Is My Special Needs Child Ready to be Potty-Trained?

Potty Train Special Needs Girl On Potty
Potty training a child with special needs can be a little more challenging, but that is not to say it can’t be done.

The average age to potty train a child with special needs is much higher (averaging around age four or five), so don’t feel defeated or discouraged if your neighbor’s two year old is potty trained while you are working on training your four year old.

Your child is unique, just like we are all unique, and we need to do what works for each child.

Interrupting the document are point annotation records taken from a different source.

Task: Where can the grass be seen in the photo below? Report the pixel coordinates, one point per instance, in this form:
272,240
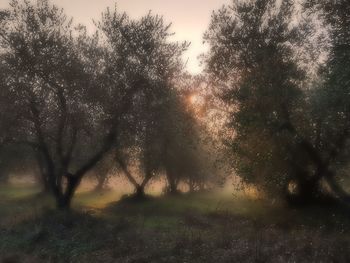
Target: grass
184,228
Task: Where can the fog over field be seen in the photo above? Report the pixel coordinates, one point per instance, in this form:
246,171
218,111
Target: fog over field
174,131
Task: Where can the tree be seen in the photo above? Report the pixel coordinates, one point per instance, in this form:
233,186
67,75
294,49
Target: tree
52,86
252,49
154,64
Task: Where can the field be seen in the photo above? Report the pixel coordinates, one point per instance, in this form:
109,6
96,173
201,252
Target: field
210,227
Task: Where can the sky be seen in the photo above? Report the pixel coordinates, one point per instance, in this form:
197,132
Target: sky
189,18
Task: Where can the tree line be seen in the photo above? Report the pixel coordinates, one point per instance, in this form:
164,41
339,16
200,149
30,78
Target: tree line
273,100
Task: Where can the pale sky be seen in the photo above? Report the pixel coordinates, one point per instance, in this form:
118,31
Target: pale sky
190,18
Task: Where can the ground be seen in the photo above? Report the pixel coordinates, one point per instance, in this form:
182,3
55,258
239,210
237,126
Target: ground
211,227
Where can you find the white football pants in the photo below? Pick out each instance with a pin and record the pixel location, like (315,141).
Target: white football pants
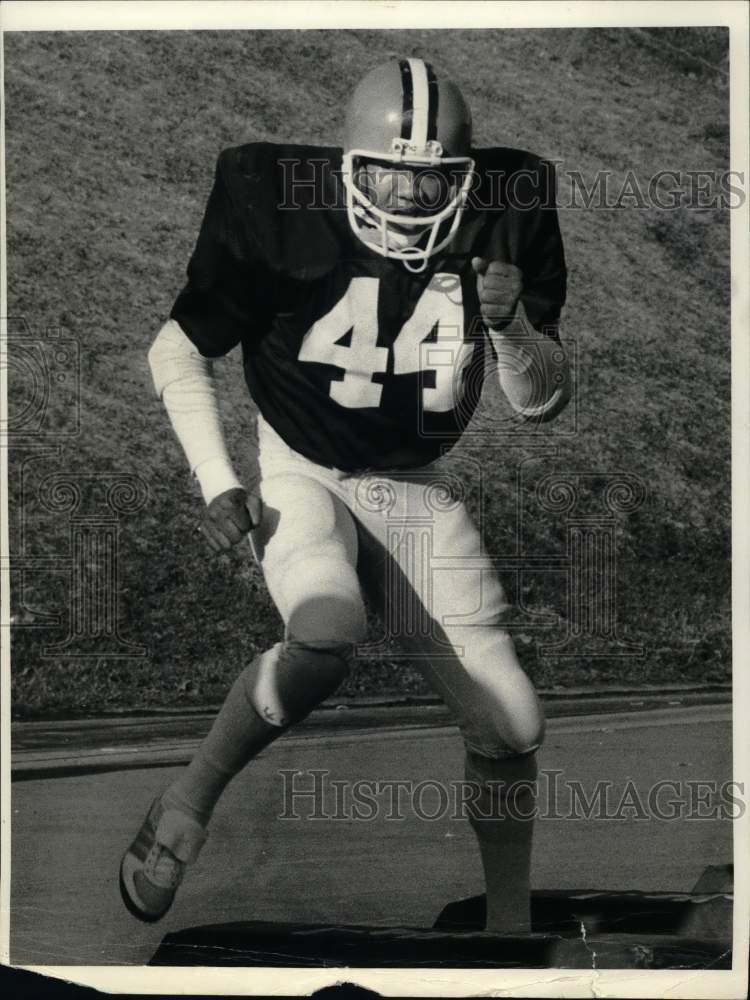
(406,542)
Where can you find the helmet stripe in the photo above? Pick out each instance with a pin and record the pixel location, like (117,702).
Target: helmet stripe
(421,102)
(407,109)
(432,88)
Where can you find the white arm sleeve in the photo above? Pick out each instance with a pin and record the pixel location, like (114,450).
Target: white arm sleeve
(533,371)
(183,379)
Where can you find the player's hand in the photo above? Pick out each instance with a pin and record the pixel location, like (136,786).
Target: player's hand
(499,286)
(229,517)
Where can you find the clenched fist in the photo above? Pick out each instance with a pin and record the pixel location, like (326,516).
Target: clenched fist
(499,286)
(229,517)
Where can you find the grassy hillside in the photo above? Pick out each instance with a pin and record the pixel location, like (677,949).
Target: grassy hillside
(111,145)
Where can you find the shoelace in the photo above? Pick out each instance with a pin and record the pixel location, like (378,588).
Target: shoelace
(163,868)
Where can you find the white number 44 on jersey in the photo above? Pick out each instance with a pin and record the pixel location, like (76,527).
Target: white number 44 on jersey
(439,308)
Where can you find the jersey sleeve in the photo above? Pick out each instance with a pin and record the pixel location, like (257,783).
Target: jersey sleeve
(542,258)
(225,299)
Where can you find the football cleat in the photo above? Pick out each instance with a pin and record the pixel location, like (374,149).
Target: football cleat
(406,166)
(152,867)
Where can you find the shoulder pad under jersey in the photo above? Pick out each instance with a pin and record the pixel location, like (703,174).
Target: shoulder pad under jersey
(285,196)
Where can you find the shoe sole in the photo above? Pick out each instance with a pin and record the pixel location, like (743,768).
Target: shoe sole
(130,906)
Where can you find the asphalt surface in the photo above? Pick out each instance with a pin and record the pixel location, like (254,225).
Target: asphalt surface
(70,826)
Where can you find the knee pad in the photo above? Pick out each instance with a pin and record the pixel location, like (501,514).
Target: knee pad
(288,681)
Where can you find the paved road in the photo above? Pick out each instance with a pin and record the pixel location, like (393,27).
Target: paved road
(69,832)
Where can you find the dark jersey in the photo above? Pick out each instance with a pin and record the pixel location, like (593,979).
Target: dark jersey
(355,361)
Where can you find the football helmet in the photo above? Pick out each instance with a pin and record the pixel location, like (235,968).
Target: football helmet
(406,166)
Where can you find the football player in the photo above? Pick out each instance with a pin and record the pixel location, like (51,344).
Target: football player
(367,287)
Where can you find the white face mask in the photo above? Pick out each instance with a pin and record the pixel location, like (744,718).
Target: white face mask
(400,234)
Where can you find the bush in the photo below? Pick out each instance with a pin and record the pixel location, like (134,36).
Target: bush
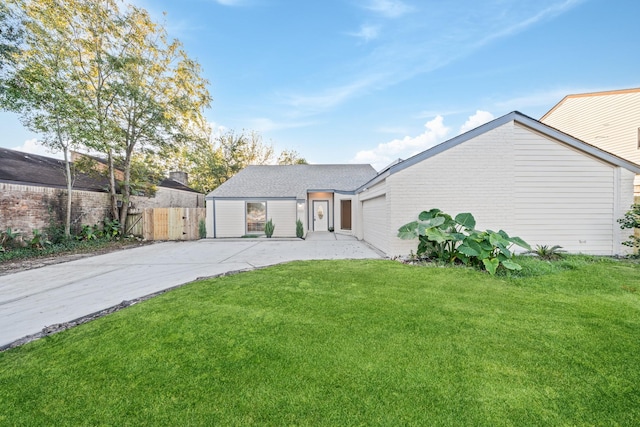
(631,220)
(299,229)
(452,240)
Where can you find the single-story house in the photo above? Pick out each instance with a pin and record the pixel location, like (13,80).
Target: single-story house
(609,120)
(33,193)
(513,173)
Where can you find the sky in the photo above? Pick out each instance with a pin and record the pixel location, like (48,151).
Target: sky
(371,81)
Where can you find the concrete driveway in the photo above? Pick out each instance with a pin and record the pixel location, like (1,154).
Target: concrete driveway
(35,299)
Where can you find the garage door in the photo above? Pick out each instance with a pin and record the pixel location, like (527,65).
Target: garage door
(375,224)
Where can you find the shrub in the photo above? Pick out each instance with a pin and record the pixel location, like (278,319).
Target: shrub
(10,239)
(548,253)
(202,228)
(299,229)
(452,240)
(39,240)
(268,228)
(631,220)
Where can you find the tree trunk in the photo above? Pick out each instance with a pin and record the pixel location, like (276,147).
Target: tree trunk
(67,172)
(112,186)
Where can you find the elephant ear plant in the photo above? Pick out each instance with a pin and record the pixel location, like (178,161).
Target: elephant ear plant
(450,240)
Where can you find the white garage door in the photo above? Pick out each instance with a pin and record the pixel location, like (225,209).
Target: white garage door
(375,224)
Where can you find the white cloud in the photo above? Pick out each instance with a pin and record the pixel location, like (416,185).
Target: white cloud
(478,119)
(367,33)
(32,146)
(408,146)
(264,124)
(388,8)
(230,2)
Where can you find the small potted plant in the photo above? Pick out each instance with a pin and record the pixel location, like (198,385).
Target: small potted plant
(268,228)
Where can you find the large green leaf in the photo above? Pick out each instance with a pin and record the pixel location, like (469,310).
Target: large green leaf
(518,241)
(426,215)
(466,220)
(468,250)
(438,235)
(491,264)
(408,231)
(511,265)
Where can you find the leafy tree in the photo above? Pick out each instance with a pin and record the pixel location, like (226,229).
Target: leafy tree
(291,157)
(35,87)
(112,81)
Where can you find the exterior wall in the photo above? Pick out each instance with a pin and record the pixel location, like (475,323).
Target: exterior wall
(375,222)
(564,197)
(283,215)
(229,220)
(515,179)
(25,207)
(337,213)
(474,177)
(363,225)
(608,120)
(169,198)
(319,196)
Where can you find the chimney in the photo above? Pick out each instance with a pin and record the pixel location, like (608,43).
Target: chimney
(179,176)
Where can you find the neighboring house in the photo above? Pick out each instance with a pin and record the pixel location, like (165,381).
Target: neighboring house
(33,193)
(513,173)
(321,196)
(609,120)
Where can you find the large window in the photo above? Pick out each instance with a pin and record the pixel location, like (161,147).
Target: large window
(256,216)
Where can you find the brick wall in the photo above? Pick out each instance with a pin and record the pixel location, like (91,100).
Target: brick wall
(25,207)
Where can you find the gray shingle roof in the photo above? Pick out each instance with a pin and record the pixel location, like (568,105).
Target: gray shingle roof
(293,180)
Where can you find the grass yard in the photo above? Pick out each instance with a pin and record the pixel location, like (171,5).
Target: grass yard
(349,343)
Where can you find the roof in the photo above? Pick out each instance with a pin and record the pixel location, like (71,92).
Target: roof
(293,181)
(590,94)
(517,117)
(18,167)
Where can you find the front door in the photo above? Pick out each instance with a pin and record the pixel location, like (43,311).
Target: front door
(320,215)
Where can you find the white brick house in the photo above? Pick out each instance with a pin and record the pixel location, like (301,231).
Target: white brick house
(513,173)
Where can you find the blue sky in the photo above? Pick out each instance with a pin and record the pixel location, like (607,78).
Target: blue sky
(370,81)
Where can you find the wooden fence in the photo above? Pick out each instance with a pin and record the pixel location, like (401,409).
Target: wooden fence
(166,223)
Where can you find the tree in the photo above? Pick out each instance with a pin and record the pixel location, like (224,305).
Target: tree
(123,86)
(35,87)
(291,157)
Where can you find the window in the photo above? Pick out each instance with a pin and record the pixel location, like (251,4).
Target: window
(256,216)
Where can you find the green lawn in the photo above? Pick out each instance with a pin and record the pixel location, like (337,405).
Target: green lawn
(349,343)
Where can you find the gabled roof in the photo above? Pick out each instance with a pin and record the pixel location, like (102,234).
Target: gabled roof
(517,117)
(587,95)
(17,167)
(293,181)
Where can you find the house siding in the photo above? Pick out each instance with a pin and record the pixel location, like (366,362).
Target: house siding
(564,197)
(516,179)
(229,218)
(283,215)
(609,121)
(470,177)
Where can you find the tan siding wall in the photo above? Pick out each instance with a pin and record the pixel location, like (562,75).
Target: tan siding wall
(283,215)
(230,218)
(471,177)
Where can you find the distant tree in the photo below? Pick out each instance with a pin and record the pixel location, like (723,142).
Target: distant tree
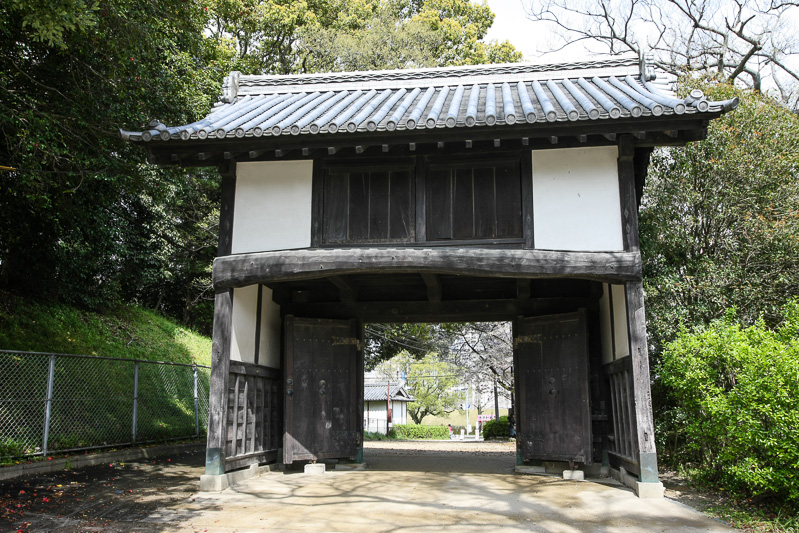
(430,380)
(719,220)
(744,40)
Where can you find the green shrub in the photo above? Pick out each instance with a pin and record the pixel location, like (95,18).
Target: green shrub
(735,394)
(497,429)
(414,431)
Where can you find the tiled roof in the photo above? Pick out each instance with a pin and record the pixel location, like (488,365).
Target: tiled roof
(454,97)
(374,393)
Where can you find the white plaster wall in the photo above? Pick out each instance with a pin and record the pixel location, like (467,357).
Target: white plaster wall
(269,351)
(272,210)
(576,199)
(620,321)
(605,326)
(242,338)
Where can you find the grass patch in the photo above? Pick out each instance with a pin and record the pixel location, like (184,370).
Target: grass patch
(755,519)
(127,332)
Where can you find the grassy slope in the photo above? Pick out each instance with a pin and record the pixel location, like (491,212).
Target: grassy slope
(126,332)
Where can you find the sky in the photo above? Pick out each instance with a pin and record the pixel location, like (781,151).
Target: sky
(511,23)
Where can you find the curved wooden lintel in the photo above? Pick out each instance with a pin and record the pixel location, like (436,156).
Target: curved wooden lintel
(291,265)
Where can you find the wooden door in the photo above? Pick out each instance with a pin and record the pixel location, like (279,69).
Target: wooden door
(552,390)
(324,389)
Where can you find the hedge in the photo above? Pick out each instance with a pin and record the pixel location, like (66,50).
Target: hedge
(414,431)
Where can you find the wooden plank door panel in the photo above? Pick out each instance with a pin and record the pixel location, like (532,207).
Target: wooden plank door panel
(551,360)
(322,387)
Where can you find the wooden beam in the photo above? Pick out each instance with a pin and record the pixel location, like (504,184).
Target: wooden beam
(433,284)
(347,291)
(248,269)
(445,311)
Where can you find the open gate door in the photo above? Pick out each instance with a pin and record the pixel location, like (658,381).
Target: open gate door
(324,389)
(552,391)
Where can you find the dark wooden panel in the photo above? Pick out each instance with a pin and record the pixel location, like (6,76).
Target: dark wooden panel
(508,201)
(401,220)
(554,417)
(321,360)
(378,206)
(358,207)
(463,204)
(439,204)
(336,201)
(486,208)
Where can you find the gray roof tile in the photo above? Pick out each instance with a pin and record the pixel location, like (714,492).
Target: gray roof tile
(452,97)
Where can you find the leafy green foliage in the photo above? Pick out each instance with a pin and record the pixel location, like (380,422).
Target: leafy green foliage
(720,219)
(416,431)
(496,429)
(735,397)
(83,217)
(429,380)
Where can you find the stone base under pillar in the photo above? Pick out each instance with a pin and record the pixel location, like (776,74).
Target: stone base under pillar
(649,490)
(213,483)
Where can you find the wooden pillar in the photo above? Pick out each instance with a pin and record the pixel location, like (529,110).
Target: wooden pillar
(636,318)
(220,350)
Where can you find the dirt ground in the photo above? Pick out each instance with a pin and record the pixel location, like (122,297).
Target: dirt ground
(153,495)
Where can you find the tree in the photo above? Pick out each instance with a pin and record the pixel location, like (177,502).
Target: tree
(735,396)
(719,220)
(483,351)
(744,40)
(80,210)
(430,380)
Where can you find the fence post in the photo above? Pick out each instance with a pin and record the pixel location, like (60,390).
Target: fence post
(135,398)
(196,404)
(48,404)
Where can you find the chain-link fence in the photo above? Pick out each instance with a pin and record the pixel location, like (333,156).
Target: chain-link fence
(60,402)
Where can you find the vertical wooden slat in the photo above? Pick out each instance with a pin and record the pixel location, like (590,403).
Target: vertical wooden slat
(247,419)
(510,195)
(218,388)
(463,204)
(526,172)
(235,424)
(439,204)
(378,206)
(401,220)
(335,207)
(358,207)
(485,207)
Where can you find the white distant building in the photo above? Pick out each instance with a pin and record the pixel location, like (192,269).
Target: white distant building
(375,402)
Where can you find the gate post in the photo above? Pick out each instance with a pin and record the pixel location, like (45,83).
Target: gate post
(648,485)
(218,389)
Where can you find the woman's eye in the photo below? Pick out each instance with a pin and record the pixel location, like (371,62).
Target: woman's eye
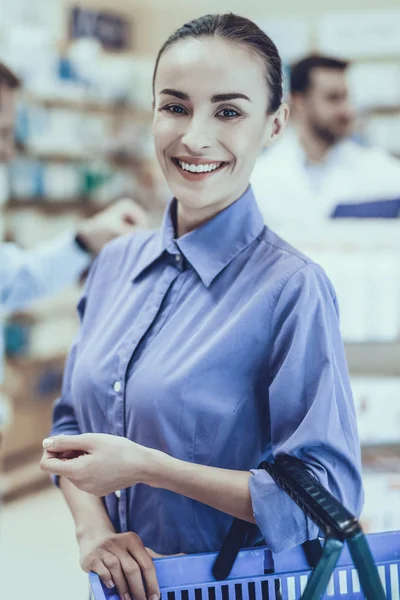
(174,108)
(228,113)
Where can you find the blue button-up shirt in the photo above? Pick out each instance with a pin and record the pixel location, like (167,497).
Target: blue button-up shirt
(221,348)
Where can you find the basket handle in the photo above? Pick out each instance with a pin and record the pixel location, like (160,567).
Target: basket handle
(316,502)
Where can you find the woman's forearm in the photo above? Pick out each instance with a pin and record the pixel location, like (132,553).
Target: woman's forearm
(223,489)
(88,512)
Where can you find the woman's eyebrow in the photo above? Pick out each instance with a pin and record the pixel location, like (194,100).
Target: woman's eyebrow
(229,97)
(175,93)
(216,98)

I am a play therapist, and I work with children with developmental delays on a daily basis. With more than 100 children that I have worked with on this are very young. I have also seen success in most cases, so while it will not be easy… with patience, it can be accomplished.

While no parents want to push a child to do what he or she cannot do, if you can help them to be able to use the toilet, the difference in the level of self – esteem in your child will be amazing. It is such an accomplishment for your child, and they will feel proud, as they should!

Potty Train Special Needs Girl On Potty

  • Have a quick chat with your pediatrician, any therapists, and any specialists that you and your child see.
  • Ask for advice that is very specific to your child. This is important, and I would not skip this step.
  • Have a physical done before going forward, to be sure that there is nothing that will make it harder for your child (such as a urinary tract infection).
  • Watch for signs. You need to see the same signs of readiness. (Are they staying dry for at least an hour at a time? Are they showing signs before having a bowel movement? Does he or she seem interested in the bathroom or in you when you go to the bathroom?)
  • Is your child open to the idea of potty training? If your child seems to be hesitant or resistant, you will want to wait. This is especially true in this unique situation. Don’t worry about it – just pick back up in about two months or as soon as you see their interest pique.

If you think that he is ready to go, just prepare him for what is going to happen. They will start using the bathroom, they will flush the loud toilet, they will wash their hands with warm water, they will wear underwear with their favorite things on it, etc.

Potty Train Special Needs Girl On Potty
Remember these things as you potty train your child with special needs:

  • It is okay that your child might be older. This is his/her time.
  • The process may take longer – a weekend probably won’t cut it. That is OK.
  • You will have to do more (help with clothing, help with the toilet, help with washing hands).
  • Accidents WILL happen! Be prepared, both emotionally with expectations and physically with some cleaning products!
  • Your entire family should be prepared. You may need a break or some help or even just someone to listen. Tell them what you are doing. Their support will be very important.
  • You can do this, as a team. Look at all that you have done together so far.
  • Every child is different and advice that will work on one child may not work on another. That is just fine, because you will learn what works with your child.